Threadripper Pro VM workstation build questions - mainly storage related

mark.linton · October 13, 2021, 4:06pm

I am planning on a build around the 3975 threadripper platform.

My use case is an always on VM workstation. The main VM instances are:

a Macos desktop (main desktop),
a docker VM with several containers, mixed use (always on servers),
a linux VM with security assessment tools (including GPU accelerated tasks),
a linux forensics VM (with need for the best IO possible on the RAM/DISK)
a windows 10 vm for desktop document editing / windows desktop software use.
a backup VM with an group of spinning disk attached
a NAS VM

Threadripper 3975, 256gb ram, some GPU (Vega64 currently)

My storage plan is to use:

a single bootable NVME drive for PVE (not sure on formatting options for the disk/volume)
a 4x NVME gen 4 Asus PCI card with 4x Samsung 980 Pro drives (primary VM storage)
an array of various spinning disks for bulk storage and backups (mostly 12tb 7200 sata disks)

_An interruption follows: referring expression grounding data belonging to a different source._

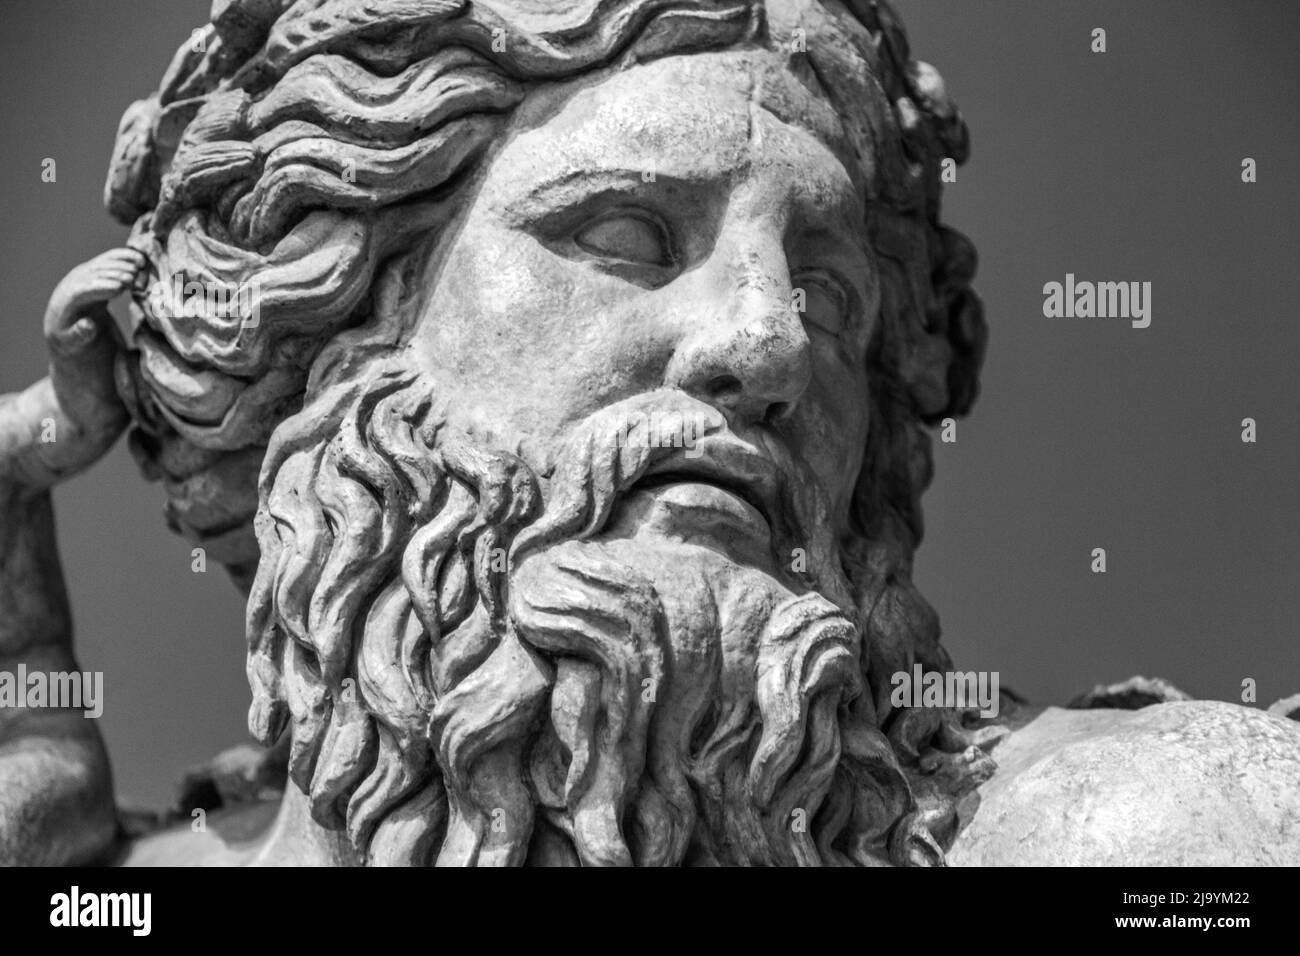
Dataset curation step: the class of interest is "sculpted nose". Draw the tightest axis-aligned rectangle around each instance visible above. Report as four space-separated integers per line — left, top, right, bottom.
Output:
667 244 812 427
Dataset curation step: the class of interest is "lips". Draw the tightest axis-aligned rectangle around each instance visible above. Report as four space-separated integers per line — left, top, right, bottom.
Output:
629 438 783 534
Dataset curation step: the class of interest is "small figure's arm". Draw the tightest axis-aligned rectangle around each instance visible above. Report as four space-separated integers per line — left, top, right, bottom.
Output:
0 248 145 864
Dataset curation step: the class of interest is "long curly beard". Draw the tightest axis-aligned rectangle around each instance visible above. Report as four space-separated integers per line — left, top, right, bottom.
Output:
246 367 953 866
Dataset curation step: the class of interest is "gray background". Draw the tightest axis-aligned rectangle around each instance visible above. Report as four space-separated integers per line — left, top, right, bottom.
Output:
1 1 1296 809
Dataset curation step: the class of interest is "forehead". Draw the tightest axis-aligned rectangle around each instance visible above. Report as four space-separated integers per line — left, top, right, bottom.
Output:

The main question I have is what advice exists for the configuration of the disks to get the best use of the storage. My current thoughts are:

boot nvme drive with out of the box configuration using a motherboard m.2 slot, formatted with ext4
NVME card in a bifurcated PCI x16 slot with the four drives configured in some type of high performant ZFS array
The forensic VM will be ingesting large files (2tb raw disk images) and parsing them which is extremely IO, RAM and CPU intensive. The reason I need to get good performance from the NVME drives. Maybe I should consider passing through raw disks to this VM?
Spinning disks in some type of high-availability configuration (RAIDZ-2?)

Other questions include:

do I need to change the block sizes of the storage devices to optimize their use?
should I configure a SLOG or ZIL device for the NVME array?
what type of caching should I configure for the NAS storage array of spinning disks?

Thanks for the help.

Exard3k · October 13, 2021, 5:01pm

Depends entirely on your workload, as a SLOG is only beneficial when doing lots of sync writes. Asyncronous writes don’t use the SLOG/ZIL at all. Those Samsung 980 Pro aren’t really made for the SLOG-job, too much wear and no power-loss protection. You only need like 16GB of SLOG for default configurations, so people tend to overprovision their SLOG to the max or use special drives.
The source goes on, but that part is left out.